For many, it is a time of fear, uncertainty and apprehension. The challenges of our time — climate change and resilience, physical and mental health, equity and inclusion — are global in scale and can often feel overwhelming. The most effective and catalytic solutions can often be found on the local level – our public spaces, streets and neighbourhoods.
What is placemaking?
‘Placemaking’ is an iterative and collaborative process that brings people together to create positive changes in a place or area. This also includes improving existing spaces to make them more comfortable, accessible, active and attractive. It is a growing global movement that aims to improve not only the physical elements of a space, but also the way people think and feel about the world around them. It seeks to inspire active citizens.
Why is placemaking needed?
For many decades, the city-building professions have generally overlooked the role of public space as the fulcrum of great cities. Instead, they’ve trained their focus narrowly on buildings, businesses, roadways, infrastructure, and regulatory frameworks. From traffic engineers to economic development specialists, these professions have retreated into ‘silos’ that separate them from each other and can blind them to the overall needs of cities, their citizens and the natural world.
Each profession pursues narrow, disconnected goals that add up to far less than the sum of their parts. They also ignore the complexity of places, which are intricate and interconnected systems, just like diverse rainforests.
Placemaking is a response to the car-dominated, unattractive and unsafe environments found in many urban areas, but it also has deep roots reaching back to the way communities used to be created pre-World War 2. Modern cities are often not suitable habitats for nurturing healthy and thriving humans, let alone nature and native species. We can do so much better!

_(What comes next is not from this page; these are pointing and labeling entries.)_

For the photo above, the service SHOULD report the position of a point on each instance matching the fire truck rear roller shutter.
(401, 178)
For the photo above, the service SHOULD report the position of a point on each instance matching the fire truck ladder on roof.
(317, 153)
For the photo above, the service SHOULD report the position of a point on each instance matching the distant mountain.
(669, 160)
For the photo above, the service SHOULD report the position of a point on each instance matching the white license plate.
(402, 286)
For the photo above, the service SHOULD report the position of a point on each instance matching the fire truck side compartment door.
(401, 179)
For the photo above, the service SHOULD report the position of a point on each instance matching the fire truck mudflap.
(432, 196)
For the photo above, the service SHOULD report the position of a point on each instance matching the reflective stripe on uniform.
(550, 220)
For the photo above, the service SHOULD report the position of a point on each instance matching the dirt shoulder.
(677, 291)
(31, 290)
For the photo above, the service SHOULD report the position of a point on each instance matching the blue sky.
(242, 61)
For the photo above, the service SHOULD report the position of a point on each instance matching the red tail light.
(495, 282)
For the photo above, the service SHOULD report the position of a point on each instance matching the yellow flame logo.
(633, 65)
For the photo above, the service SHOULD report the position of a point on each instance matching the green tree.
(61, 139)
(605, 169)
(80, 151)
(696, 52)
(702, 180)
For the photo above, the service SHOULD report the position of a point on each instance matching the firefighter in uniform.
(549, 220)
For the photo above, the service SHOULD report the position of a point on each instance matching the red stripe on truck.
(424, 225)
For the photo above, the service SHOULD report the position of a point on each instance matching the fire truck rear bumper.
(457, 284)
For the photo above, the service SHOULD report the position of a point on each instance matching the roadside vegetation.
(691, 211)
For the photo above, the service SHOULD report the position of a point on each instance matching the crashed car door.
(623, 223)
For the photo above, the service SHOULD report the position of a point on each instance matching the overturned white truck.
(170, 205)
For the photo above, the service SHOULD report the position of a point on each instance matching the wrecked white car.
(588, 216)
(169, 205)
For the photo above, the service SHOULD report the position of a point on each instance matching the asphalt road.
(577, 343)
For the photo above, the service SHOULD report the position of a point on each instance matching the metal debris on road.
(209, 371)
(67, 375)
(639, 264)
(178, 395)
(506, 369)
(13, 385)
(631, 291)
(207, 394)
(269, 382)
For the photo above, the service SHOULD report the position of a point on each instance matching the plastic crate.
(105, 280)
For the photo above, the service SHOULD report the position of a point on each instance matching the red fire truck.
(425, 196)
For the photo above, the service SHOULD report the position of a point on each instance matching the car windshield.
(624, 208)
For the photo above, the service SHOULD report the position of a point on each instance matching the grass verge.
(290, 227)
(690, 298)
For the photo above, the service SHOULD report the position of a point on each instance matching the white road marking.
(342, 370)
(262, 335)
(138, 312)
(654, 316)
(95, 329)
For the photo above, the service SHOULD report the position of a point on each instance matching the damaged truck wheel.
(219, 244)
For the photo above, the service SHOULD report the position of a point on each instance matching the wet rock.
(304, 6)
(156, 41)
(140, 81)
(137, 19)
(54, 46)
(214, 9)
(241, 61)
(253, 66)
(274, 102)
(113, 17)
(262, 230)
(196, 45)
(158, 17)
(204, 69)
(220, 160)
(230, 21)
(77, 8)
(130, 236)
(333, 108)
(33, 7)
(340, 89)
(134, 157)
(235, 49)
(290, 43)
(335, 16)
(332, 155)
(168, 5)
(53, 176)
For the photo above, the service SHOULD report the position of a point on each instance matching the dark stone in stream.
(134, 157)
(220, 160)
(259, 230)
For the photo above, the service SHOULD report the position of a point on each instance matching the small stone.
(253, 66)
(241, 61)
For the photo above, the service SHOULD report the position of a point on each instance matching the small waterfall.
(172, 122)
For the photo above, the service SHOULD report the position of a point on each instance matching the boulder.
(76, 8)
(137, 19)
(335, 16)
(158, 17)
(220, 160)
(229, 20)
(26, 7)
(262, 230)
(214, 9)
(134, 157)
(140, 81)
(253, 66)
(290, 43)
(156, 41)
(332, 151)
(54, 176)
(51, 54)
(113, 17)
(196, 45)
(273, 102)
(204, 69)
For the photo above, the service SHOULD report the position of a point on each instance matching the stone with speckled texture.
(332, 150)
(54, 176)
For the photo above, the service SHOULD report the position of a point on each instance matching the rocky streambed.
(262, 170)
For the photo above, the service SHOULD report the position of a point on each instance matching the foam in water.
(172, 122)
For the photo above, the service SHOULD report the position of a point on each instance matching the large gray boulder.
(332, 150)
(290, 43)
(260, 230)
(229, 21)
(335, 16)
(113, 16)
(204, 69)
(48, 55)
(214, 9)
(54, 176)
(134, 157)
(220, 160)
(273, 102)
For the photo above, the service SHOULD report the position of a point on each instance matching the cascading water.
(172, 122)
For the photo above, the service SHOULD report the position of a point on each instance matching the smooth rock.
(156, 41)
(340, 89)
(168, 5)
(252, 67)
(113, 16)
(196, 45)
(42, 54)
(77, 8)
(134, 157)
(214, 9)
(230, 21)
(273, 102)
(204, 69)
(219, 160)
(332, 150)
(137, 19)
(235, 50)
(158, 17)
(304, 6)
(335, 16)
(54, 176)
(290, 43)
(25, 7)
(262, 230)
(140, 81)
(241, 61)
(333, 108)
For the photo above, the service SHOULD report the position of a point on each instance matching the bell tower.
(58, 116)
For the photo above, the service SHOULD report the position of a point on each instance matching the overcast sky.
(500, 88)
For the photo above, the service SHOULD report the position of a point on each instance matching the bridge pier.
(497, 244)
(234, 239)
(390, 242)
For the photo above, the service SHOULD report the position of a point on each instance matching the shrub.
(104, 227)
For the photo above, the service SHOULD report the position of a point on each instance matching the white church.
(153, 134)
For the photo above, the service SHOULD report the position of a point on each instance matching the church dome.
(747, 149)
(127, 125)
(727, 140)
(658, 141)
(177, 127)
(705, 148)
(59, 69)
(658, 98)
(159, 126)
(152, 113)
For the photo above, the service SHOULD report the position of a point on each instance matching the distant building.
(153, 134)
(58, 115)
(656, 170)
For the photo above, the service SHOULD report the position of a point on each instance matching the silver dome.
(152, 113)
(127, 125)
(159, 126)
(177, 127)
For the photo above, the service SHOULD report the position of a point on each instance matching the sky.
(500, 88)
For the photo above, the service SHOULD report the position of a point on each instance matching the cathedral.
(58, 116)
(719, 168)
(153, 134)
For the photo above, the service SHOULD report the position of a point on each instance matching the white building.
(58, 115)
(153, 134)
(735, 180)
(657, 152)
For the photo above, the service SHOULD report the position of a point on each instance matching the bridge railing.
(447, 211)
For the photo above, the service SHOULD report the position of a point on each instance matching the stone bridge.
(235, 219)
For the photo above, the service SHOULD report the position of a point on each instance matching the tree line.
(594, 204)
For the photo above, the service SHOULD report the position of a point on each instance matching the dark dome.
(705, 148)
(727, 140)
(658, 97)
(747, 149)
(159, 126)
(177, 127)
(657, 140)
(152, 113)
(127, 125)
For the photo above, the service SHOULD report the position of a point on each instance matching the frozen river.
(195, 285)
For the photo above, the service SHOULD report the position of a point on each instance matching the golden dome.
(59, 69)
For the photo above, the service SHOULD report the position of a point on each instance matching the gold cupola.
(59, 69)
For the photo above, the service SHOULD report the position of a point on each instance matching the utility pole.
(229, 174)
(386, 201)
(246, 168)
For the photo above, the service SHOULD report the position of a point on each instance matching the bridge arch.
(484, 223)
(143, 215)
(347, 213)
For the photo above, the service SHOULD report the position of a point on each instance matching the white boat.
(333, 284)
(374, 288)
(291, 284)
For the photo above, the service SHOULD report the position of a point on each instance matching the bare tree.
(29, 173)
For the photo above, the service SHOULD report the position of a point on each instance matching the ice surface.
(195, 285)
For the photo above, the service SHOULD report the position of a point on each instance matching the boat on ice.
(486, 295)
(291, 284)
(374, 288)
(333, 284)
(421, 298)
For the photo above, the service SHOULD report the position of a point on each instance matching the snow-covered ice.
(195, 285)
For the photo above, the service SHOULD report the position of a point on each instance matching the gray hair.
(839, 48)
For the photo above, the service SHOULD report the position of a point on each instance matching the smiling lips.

Some examples of placemaking
Placemaking promotes small, community-led actions right through to larger design or development ideas. There are so many examples, but here are some that blend human and social benefits with an environmental focus and outcomes.
Perth-based WA Loves Nature is not-for-profit organisation that promotes, and encourages the community to support, Western Australia’s unique and world-renowned biodiversity. They partnered with local Town Team, West Perth Local, to create the West Perth Bee Scene Trail.
The trail takes visitors around the central village of West Perth and aims to educate visitors about the importance of native bees. It is full of sculptures, art murals, bee hotels and wildflower gardens in an urban setting.
Native Bee Mural and Sculpture, West Perth
This beautiful mural below was created by Laeline Design and showcases some of the local native bee species and the plants you can plant to bring them into your garden.
The blue banded bee, Amegilla sp., sculpture was made and installed by Respoke and shows how the male bees roost at night by holding onto stems with their mandibles. The sculpture is within a native wildflower garden containing some of the bees favourite flowers like native wisteria (Hardenbergia comptoniana) and emu Bush (Eremophila nivea). There is also a large wooden bee hotel on the wall.
Photo credit: WA Loves Nature
The bee hotel below was designed to model the heritage-listed stables behind it. It has been orientated to receive morning sun and afternoon shade which is ideal for nesting bees. These hotels are not used by the European honeybee but native solitary bees such as leaf cutter bees and resin bees.
Photo credit: WA Loves Nature
You can do it too!
Anyone can be a placemaker. It’s matter of looking around you with new ideas, finding ideas that energise you and having a go! Placemaking encourages diversity and life in all its forms. It mixes things up.
How could you add nature back into social spaces?
How could you add social elements to natural areas? Connecting people to each other and the world around them can inspire more action.